Could you tell how many available RAM on your machine?

Best Regards,

Ying

Gagan · ‎11-07-2013

hey man,

in the midst of trying these suggestions out and i realized that dlange is bugging out when I use MKL_INT.

furthermore, LAPACKE_dlange doesn't exist in the MKL library for some reason. i would really like to use this function as it's crucial, and i realized now that what is stopping me from using ilp64 is this function not working. can we get this fixed??

thx

Gagan · ‎11-07-2013

update, i tried both dlansy and dlange and they do not work (calling the fortran interface via ilp64), they will cause segfaults.

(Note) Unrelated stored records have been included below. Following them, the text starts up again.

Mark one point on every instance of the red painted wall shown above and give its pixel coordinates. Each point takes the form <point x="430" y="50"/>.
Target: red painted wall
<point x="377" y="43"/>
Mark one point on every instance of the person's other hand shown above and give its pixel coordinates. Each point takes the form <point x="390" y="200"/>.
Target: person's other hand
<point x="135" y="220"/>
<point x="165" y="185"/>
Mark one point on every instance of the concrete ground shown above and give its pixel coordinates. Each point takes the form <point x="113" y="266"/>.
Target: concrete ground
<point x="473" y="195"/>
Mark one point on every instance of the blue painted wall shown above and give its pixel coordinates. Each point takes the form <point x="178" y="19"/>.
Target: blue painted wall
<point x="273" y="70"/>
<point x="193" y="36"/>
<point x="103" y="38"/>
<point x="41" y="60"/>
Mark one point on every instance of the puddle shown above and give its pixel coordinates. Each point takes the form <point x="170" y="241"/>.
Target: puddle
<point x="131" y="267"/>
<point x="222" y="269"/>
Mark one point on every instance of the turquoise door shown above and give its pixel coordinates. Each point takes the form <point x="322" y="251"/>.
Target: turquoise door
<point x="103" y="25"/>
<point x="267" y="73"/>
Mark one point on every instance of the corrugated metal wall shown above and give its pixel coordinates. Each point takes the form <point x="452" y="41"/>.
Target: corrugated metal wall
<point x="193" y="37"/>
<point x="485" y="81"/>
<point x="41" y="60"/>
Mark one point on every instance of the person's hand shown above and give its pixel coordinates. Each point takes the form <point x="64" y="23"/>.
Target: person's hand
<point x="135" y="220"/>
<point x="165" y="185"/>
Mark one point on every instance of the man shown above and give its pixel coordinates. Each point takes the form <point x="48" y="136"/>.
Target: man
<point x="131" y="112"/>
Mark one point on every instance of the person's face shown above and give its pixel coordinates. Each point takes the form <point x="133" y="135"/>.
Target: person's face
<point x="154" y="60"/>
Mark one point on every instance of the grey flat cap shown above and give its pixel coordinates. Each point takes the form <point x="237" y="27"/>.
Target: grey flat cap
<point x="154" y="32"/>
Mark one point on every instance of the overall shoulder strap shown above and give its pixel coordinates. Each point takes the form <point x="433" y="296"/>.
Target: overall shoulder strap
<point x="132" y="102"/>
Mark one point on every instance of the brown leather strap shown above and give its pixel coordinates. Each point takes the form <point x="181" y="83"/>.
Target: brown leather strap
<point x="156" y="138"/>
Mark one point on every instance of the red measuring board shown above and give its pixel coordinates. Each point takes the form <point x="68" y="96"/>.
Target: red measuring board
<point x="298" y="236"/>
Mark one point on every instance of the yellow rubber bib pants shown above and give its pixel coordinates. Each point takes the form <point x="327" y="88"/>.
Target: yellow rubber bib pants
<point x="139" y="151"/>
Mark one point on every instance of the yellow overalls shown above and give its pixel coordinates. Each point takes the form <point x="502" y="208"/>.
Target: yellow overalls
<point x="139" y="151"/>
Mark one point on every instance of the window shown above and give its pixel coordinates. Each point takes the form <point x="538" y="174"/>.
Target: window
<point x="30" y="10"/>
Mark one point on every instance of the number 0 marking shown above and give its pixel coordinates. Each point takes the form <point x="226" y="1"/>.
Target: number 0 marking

additionally, as stated above, LAPACKE_dlange is missing from the cblas interface (as is dlansy, and i suspect a few others as well). if you guys could patch and update these functions and toss over the patched dist, that'd be great.

thx

Gagan · ‎11-07-2013

hi, another update.

there is an issue with csrcoo in ilp64 mode. i have attached the test.c that you can use with the matrix files above to reproduce this error. note this only happens in ilp64 mode. i haven't encountered this error otherwise and have spent the day trying to fix it. here is the output just to give you an idea of what the problem is:

Intel MKL ERROR: Parameter 1 was incorrect on entry to MKL_DCSRCOO.

Intel MKL ERROR: Parameter 1 was incorrect on entry to MKL_DCSRCOO.

note that in this testcase i'm trying to convert the CSR to coordinate, whereas in my actual program i'm converting coordinate to csr. thus the issue is independent of whether i'm going from CSR->COO or COO->CSR. i am hoping this is just a minor bug high up in the function.

Gennady_F_Intel · ‎11-08-2013

these symtomps indicate that you forget compile this example with ILP64 libraries w/o /DMKL_ILP64 option.